# Motorhome Stopover website



## Grobbo (May 4, 2011)

Hi,

Sorry if this has already posted, but does anyone have any experience of the www.motorhomestopover.co.uk website and the services offered. Good and bad.

Thanks


----------



## Telbell (May 1, 2005)

Here's one for starters
http://www.motorhomefacts.com/ftopict-101231-stopover.html


----------



## bognormike (May 10, 2005)

quite a few posts about it, have a look in the UK touring forum

and this specifically
http://www.motorhomefacts.com/ftopict-101231-stopovers.html


----------



## Telbell (May 1, 2005)

> and this specifically
> http://www.motorhomefacts.com/ftopict-101231-stopovers. html


same link I gave mike :wink:


----------



## bognormike (May 10, 2005)

well there was only a minute between us, I type slower 8) :lol:


----------



## pandalf (Oct 29, 2006)

*Motorhomestopover experience so far*

After umming and ahing over the £30 joining cost, we signed up to MHS a couple of months ago. So far,we think it is excellent. Every pub we picked was a really nice location and we were always made welcome. In reality, you only get a bit of the car park, but we usually get there mid afternoon or earlier, so that can pick the best spot. You can usually get an end spot that offers a bit of privacy. Some pubs have fresh and waste water, and a few even have EHU. We normally stay just one night, and use the pub as a base for walking and geocaching.
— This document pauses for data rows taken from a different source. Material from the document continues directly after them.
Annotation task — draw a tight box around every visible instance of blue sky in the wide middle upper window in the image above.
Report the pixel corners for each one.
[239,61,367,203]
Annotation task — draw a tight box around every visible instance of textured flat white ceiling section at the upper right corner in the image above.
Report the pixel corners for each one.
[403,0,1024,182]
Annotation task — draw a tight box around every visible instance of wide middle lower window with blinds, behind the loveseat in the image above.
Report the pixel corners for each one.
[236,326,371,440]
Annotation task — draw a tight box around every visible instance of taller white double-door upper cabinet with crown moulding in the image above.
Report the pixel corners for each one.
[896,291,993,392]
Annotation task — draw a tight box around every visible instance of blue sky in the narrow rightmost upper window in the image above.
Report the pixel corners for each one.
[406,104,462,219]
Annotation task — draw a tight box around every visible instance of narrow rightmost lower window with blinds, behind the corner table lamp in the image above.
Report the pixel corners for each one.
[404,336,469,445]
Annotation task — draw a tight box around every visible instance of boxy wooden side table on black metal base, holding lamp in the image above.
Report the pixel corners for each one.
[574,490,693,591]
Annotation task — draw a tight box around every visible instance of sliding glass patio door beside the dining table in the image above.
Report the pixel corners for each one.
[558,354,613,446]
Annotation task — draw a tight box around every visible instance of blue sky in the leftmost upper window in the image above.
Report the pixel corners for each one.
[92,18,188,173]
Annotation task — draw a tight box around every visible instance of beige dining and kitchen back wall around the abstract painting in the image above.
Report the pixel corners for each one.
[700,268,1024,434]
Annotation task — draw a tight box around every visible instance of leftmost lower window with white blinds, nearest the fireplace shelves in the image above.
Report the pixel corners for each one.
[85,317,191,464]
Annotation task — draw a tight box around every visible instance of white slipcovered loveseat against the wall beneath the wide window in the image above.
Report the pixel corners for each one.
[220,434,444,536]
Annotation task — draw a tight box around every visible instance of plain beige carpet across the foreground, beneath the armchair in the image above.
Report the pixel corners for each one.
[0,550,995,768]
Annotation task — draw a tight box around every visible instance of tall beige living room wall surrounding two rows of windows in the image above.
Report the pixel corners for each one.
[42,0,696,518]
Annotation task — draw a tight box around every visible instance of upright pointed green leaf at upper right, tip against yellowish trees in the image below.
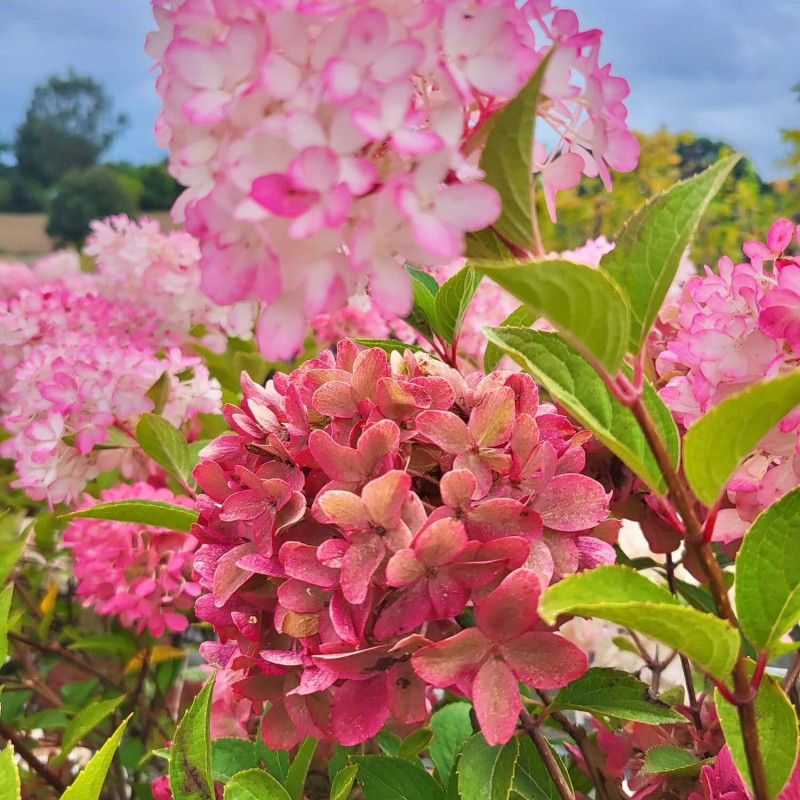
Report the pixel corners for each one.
[600,155,741,353]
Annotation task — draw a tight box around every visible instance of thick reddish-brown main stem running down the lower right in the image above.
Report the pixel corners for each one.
[630,396,770,800]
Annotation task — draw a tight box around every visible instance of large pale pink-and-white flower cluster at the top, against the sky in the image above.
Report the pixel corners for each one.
[147,0,638,359]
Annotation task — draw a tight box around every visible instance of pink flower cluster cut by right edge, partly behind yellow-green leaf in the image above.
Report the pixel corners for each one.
[653,220,800,542]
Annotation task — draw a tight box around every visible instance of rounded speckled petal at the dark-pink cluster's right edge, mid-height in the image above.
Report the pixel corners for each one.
[533,475,609,531]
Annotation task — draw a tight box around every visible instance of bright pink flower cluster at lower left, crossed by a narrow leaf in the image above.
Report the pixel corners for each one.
[63,483,201,638]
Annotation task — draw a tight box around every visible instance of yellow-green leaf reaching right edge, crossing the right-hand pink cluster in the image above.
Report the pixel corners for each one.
[683,370,800,506]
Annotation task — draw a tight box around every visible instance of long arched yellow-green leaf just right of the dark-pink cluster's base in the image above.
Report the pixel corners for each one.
[539,565,739,681]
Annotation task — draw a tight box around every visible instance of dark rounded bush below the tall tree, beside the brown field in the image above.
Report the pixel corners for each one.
[47,166,136,246]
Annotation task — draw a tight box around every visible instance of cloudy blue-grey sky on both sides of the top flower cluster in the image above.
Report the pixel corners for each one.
[0,0,800,179]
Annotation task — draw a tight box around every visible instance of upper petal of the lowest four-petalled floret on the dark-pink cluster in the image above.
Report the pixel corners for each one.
[475,569,540,642]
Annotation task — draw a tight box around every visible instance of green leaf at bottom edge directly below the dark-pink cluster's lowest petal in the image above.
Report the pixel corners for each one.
[458,733,519,800]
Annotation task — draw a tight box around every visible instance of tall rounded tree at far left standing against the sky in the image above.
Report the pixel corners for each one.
[13,69,127,187]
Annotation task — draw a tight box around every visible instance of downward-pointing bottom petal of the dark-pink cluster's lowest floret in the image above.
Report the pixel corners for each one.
[472,657,522,745]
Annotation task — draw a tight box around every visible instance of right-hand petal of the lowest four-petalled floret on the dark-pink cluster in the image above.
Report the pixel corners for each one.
[501,631,587,689]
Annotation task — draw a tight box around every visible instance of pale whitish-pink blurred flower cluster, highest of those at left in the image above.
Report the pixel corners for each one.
[84,215,256,352]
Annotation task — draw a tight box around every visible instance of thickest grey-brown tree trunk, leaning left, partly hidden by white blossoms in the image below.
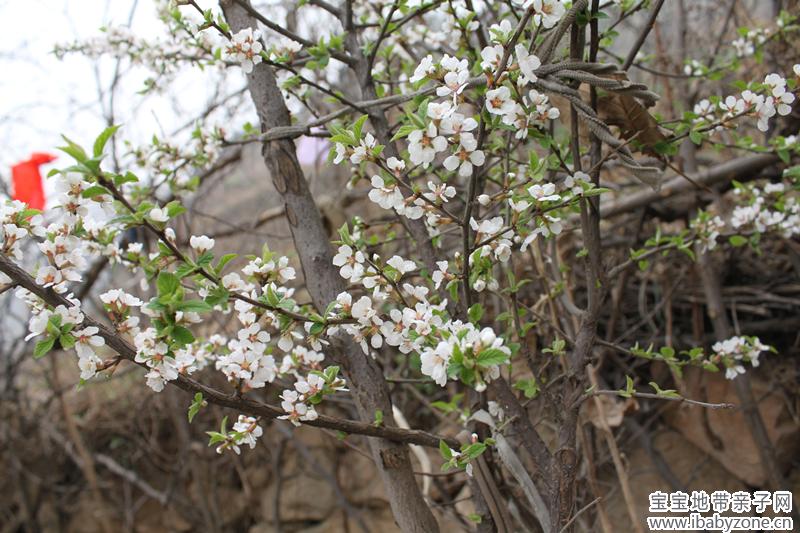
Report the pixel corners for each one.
[220,0,439,533]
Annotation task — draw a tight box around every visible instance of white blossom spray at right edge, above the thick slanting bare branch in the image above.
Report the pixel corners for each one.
[693,65,800,132]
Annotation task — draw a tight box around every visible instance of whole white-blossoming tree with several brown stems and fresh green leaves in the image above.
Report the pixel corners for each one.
[0,0,800,532]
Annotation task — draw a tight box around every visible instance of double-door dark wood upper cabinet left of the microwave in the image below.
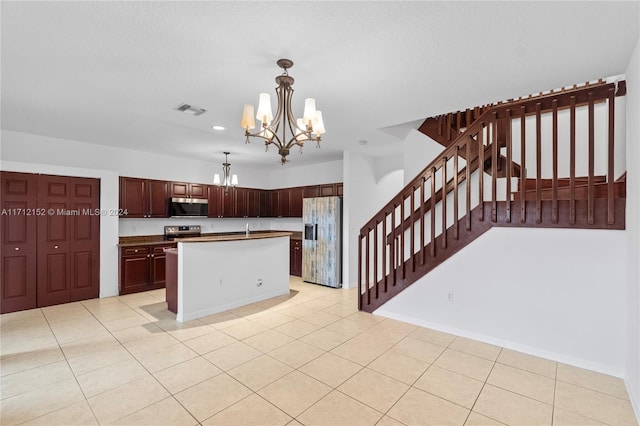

We do usually eat at the pub, but we have never felt obliged to do so. As a lot of CLs give little more, we think the £30 is money well spent. We generally do a bit of research beforehand - checking pub website and location on Google Earth. We always phone or eMail the pub beforehand so they are aware we plan to stay. I'm not sure it necessary to do this, but seems common courtesy.


----------